Als um die Mitte des 19. Jahrhunderts die Textilindustrie in Schüttorf aufblühte, entstand zwischen dem neuen Vechtearm und der heutigen Fabrikstraße der Fabrikkomplex des Schüttorfer Textilunternehmens Schlikker (ab 1910 Schlikker & Söhne). Es dauerte nicht lange, dann erstreckte sich das Werksgelände auch auf das südlich der Fabrikstraße gelegenen Stadtgebiet, so dass der gesamte Fabrikkomplex fast halb so groß war, wie die damalige Innenstadt. Heute stehen dort nur noch zwei Gebäude, das alte Baumwolllager und ein kleineres langgestrecktes Haus, das im Laufe seiner Geschichte vielfältig genutzt wurde: der Jammer.
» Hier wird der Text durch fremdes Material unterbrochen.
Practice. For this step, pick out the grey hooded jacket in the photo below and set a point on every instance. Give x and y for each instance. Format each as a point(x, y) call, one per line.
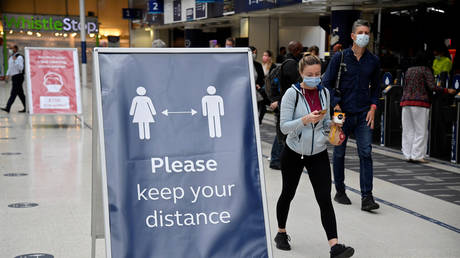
point(307, 139)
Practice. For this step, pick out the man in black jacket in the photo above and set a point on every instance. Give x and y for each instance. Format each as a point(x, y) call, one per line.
point(289, 75)
point(262, 98)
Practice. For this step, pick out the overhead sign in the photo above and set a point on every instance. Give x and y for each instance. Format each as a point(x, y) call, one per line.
point(177, 10)
point(208, 1)
point(155, 7)
point(189, 14)
point(53, 80)
point(132, 13)
point(242, 6)
point(280, 3)
point(200, 11)
point(18, 22)
point(181, 159)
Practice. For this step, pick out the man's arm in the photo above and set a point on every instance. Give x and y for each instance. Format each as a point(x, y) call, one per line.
point(375, 84)
point(330, 77)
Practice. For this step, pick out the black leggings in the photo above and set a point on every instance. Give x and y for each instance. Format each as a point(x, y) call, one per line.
point(319, 172)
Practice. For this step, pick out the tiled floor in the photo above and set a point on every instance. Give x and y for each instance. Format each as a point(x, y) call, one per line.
point(55, 154)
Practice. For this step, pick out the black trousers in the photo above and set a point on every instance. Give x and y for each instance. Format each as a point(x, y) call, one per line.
point(319, 172)
point(16, 90)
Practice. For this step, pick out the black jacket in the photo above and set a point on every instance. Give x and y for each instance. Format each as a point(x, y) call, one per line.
point(260, 73)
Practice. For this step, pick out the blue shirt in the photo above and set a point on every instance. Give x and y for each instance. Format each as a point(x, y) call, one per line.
point(359, 84)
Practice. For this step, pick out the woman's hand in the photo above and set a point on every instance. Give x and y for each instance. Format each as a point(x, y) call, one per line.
point(313, 117)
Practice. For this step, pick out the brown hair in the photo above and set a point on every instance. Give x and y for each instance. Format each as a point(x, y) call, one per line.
point(308, 60)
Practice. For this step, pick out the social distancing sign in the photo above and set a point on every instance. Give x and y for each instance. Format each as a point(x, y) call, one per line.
point(53, 81)
point(180, 153)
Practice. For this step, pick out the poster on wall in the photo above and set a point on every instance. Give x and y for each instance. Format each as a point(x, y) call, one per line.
point(155, 7)
point(177, 10)
point(200, 11)
point(53, 80)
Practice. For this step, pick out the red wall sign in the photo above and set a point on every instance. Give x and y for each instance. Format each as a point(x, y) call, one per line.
point(53, 81)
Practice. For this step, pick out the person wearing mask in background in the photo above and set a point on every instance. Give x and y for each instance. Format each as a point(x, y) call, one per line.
point(281, 55)
point(314, 50)
point(229, 43)
point(289, 75)
point(358, 101)
point(415, 102)
point(305, 119)
point(441, 63)
point(16, 72)
point(262, 98)
point(277, 147)
point(267, 62)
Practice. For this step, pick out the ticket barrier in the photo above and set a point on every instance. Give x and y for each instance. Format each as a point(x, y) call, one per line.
point(443, 120)
point(391, 121)
point(455, 146)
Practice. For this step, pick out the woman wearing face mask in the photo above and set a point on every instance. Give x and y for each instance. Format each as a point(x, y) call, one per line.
point(305, 119)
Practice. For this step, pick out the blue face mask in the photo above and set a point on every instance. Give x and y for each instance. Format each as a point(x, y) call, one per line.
point(362, 40)
point(312, 81)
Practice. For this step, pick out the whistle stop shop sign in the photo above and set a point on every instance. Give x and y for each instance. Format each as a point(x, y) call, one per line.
point(182, 158)
point(53, 81)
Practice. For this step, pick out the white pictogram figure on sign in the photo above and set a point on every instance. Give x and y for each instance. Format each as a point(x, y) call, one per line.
point(143, 111)
point(213, 108)
point(53, 82)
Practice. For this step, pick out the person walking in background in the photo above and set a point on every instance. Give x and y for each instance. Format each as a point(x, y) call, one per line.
point(267, 62)
point(359, 102)
point(281, 55)
point(289, 75)
point(314, 50)
point(16, 72)
point(304, 118)
point(418, 85)
point(262, 99)
point(277, 147)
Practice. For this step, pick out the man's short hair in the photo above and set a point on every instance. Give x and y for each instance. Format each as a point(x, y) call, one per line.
point(358, 23)
point(314, 48)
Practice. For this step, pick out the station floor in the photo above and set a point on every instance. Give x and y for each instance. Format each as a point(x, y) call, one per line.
point(46, 160)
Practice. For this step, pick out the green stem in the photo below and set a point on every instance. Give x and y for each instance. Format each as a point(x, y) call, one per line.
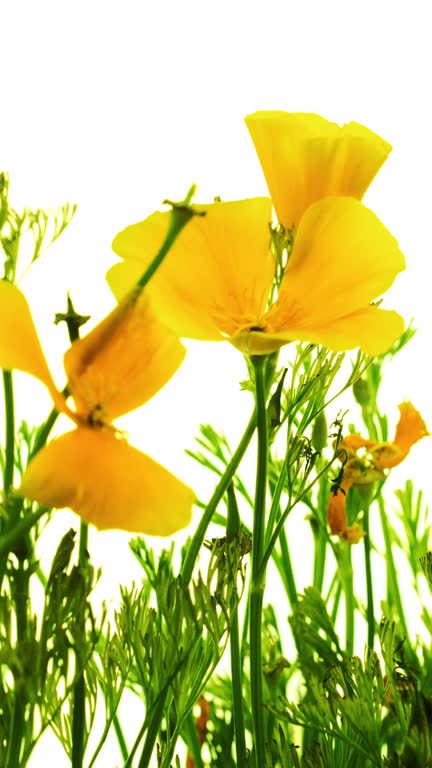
point(20, 593)
point(120, 737)
point(79, 693)
point(233, 531)
point(152, 732)
point(181, 214)
point(320, 545)
point(394, 598)
point(45, 430)
point(10, 431)
point(221, 488)
point(369, 588)
point(287, 571)
point(257, 585)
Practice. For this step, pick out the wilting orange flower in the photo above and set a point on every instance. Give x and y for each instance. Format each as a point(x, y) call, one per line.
point(216, 281)
point(305, 158)
point(118, 366)
point(365, 464)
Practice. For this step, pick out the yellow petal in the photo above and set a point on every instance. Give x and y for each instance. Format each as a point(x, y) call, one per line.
point(108, 483)
point(19, 343)
point(353, 534)
point(336, 512)
point(305, 157)
point(409, 430)
point(411, 426)
point(123, 362)
point(218, 274)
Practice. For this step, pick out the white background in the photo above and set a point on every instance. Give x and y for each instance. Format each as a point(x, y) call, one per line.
point(117, 105)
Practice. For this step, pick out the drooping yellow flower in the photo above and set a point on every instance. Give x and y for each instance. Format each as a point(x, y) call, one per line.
point(216, 281)
point(365, 464)
point(118, 366)
point(305, 158)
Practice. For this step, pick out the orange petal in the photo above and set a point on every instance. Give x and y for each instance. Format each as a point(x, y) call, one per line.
point(19, 343)
point(411, 426)
point(409, 430)
point(353, 443)
point(124, 361)
point(372, 329)
point(108, 483)
point(353, 534)
point(336, 512)
point(216, 277)
point(305, 157)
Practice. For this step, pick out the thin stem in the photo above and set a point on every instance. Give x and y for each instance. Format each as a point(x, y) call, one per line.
point(181, 214)
point(120, 737)
point(257, 585)
point(233, 531)
point(79, 693)
point(392, 581)
point(320, 545)
point(369, 588)
point(221, 488)
point(348, 584)
point(10, 431)
point(288, 572)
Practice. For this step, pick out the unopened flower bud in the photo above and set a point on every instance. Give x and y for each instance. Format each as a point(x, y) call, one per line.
point(320, 432)
point(361, 392)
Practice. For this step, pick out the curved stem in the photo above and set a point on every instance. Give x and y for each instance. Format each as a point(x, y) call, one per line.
point(257, 585)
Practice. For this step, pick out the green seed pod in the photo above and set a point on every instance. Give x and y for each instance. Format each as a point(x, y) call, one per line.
point(320, 432)
point(361, 392)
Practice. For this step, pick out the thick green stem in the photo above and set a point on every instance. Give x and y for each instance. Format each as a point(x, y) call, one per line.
point(257, 585)
point(221, 488)
point(10, 431)
point(233, 531)
point(369, 587)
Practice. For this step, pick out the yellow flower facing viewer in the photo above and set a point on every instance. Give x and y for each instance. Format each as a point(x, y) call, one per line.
point(305, 158)
point(118, 366)
point(216, 281)
point(365, 465)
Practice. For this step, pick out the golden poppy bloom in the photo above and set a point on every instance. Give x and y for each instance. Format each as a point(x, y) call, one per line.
point(366, 461)
point(118, 366)
point(216, 281)
point(305, 158)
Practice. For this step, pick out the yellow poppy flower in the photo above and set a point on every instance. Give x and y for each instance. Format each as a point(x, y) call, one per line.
point(118, 366)
point(216, 281)
point(366, 461)
point(305, 158)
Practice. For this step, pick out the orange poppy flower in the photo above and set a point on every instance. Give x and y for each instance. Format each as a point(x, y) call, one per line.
point(216, 281)
point(118, 366)
point(366, 461)
point(305, 158)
Vom Arbeiterwohnhaus zum Sitz des Bürgermeisters
Woher der Name „Jammer“ stammt, ist historisch leider nicht belegt. Ältere Schüttorfer sagen, das Haus habe immer so geheißen. Auf die Frage nach dem Warum, bleiben sie aber die Antwort schuldig. Vielleicht, weil der Jammer gegen Ende des 19 Jahrhunderts als Wohnhaus für Fabrikarbeiter gebaut worden war. Mit sehr einfachen und engen Wohnungen. Ohne Wasseranschluss, Bad oder Toiletten. Zeitweilig leben dort mindestens vier Familien mit ihren Kindern. Auch der Kutscher der werkseigenen Spedition hatte hier sein Domizil, weil gleich nebenan die Pferdeställe und die Remise für die Pferdewagen errichtet worden waren. Auch in Nordhorn gab es ein Wohngebäude für Arbeiter, das im dortigen Volksmund „langer Jammer“ genannt wurde.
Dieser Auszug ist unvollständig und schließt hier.